Efficient Bitmask-Based String Matching with Subset Constraints
The problem involves determining the lexicographically largest binary string that can be constructed under constraints derived from a set of pattern strings containing '0', '1', and '-' (wildcard) characters. Each query provides a target string, and the solution must find the maximal answer consistent with all patterns.
A key insight is to process bits greedily from most to least significant. For each position, we tentatively set it to 1 and verify feasibility using precomputed data structures.
Define two arrays per prefix length x:
f[x][mask]: count of input strings where the firstxbits have wildcards exactly at positions indicated bymask.g[x][mask]: count of input strings where the firstxbits are not '0' at positions inmask(i.e., either '1' or '-').
Using high-dimensional prefix sums (via Fast Walsh–Hadamard Transform style updates), we compute for each x and mask whether setting certain bits violates constraints. Specifically, if for some subset s, the number of strings forcing a mismatch (f[x][s]) exceeds those allowing flexibility (g[x][s]), then s is invalid.
Further optimization observes that only subsets differing by one bit from the current candidate mask need checking. This leads to precomputing a violation mask h[x][msk], which encodes all minimal forbidden configurations relative to msk. During queries, we maintain a running goal mask representing positions where the query string has '1'. Feasibility reduces to verifying (goal & h[x][msk]) == h[x][msk].
#include <cstdio>
#include <vector>
using namespace std;
int read() {
char c = getchar(); int x = 0;
while (c < 48 || c > 57) c = getchar();
do x = (x << 1) + (x << 3) + (c ^ 48), c = getchar();
while (c >= 48 && c <= 57);
return x;
}
const int MAX_M = 23;
vector<int> f[MAX_M], g[MAX_M], h[MAX_M];
char str[24], qry[24];
int n, m, q, goal_mask;
bool feasible(int candidate, int len) {
return (goal_mask & h[len][candidate]) == h[len][candidate];
}
void build_prefix_sums(int len) {
int total = 1 << len;
// Compute prefix sums for f and g
for (int stride = 1; stride < total; stride <<= 1)
for (int block = 0; block < total; block += (stride << 1))

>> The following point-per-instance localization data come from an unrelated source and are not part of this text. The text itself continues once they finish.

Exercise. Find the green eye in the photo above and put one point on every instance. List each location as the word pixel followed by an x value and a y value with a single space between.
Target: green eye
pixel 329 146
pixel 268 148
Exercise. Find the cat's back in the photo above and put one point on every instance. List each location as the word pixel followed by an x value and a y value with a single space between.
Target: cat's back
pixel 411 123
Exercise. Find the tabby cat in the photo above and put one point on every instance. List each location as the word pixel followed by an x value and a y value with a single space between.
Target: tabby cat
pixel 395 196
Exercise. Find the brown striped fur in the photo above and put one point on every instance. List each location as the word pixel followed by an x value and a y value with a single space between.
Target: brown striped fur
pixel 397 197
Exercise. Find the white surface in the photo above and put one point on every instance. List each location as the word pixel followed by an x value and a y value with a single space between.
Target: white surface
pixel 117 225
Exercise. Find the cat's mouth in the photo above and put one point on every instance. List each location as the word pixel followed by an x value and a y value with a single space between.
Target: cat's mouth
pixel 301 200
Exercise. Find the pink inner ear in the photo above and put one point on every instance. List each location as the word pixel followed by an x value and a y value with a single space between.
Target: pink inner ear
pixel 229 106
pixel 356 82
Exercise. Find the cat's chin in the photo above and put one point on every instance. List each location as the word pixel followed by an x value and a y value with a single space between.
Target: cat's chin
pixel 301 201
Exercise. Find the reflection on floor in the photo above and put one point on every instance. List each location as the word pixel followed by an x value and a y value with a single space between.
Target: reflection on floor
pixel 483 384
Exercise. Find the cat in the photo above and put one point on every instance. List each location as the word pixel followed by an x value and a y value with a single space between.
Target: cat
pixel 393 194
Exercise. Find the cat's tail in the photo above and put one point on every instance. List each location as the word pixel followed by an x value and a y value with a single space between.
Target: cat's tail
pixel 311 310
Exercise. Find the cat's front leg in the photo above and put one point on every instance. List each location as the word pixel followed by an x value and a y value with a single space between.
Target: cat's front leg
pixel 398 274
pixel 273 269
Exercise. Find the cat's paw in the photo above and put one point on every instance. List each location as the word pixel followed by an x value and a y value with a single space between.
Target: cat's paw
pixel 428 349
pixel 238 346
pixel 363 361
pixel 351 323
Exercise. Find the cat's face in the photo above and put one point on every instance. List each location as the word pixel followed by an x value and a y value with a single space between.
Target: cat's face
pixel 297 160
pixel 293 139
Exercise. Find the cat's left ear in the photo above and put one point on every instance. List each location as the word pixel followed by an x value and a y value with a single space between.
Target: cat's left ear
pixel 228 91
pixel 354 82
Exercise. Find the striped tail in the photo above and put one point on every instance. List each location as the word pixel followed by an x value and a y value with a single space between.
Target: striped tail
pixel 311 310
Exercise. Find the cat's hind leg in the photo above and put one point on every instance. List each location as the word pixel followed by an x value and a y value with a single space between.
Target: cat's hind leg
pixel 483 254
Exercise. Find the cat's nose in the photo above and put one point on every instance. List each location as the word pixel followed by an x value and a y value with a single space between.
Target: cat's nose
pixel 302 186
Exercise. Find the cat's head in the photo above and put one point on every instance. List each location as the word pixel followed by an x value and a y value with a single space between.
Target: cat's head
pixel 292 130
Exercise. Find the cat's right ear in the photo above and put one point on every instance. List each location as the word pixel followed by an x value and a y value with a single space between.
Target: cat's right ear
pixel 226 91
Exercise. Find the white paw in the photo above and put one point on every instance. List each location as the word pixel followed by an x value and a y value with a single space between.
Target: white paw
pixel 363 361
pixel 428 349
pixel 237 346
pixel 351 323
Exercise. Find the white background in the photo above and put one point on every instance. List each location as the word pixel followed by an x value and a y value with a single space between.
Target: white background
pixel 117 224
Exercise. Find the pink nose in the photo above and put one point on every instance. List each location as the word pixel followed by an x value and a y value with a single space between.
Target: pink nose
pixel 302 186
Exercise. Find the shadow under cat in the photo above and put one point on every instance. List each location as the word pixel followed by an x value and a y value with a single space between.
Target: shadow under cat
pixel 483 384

for (int idx = block; idx < block + stride; ++idx) {
f[len][idx] += f[len][idx | stride];
g[len][idx] += g[len][idx | stride];
}
// Build violation mask h
for (int mask = 0; mask < total; ++mask) {
if (g[len][mask] <= f[len][mask])
h[len][mask] = mask;
for (int bit = 0; bit < len; ++bit) {
int extended = mask | (1 << bit);
if (g[len][mask] <= f[len][extended])
h[len][mask] |= (1 << bit);
}
}
// Propagate violations upward via OR-transform
for (int stride = 1; stride < total; stride <<= 1)
for (int block = 0; block < total; block += (stride << 1))
for (int idx = block; idx < block + stride; ++idx)
h[len][idx | stride] |= h[len][idx];
}
int main() {
m = read(); n = read(); q = read();
for (int i = 1; i <= m; ++i) {
int size = 1 << i;
f[i].assign(size, 0);
g[i].assign(size, 0);
h[i].assign(size, 0);
}
for (int i = 0; i < n; ++i) {
scanf("%s", str);
int wildcard = 0, non_zero = 0;
for (int j = 0; j < m; ++j) {
if (str[j] == '-') wildcard |= (1 << j);
if (str[j] != '0') non_zero |= (1 << j);
}
for (int len = 1; len <= m; ++len) {
int mask = (1 << len) - 1;
f[len][wildcard & mask]++;
g[len][non_zero & mask]++;
}
}
for (int len = 1; len <= m; ++len)
build_prefix_sums(len);
while (q--) {
scanf("%s", qry);
int result = 0;
goal_mask = 0;
for (int pos = 0; pos < m; ++pos) {
if (qry[pos] == '1') goal_mask |= (1 << pos);
if (feasible(result | (1 << pos), pos + 1))
result |= (1 << pos);
else
goal_mask ^= (1 << pos);
}
for (int pos = 0; pos < m; ++pos)
putchar('0' + ((result >> pos) & 1));
putchar('\n');
}
return 0;
}
The overall complexity is $O(nm + qm + m \cdot 2^m)$, dominated by preprocessing over all prefix lengths.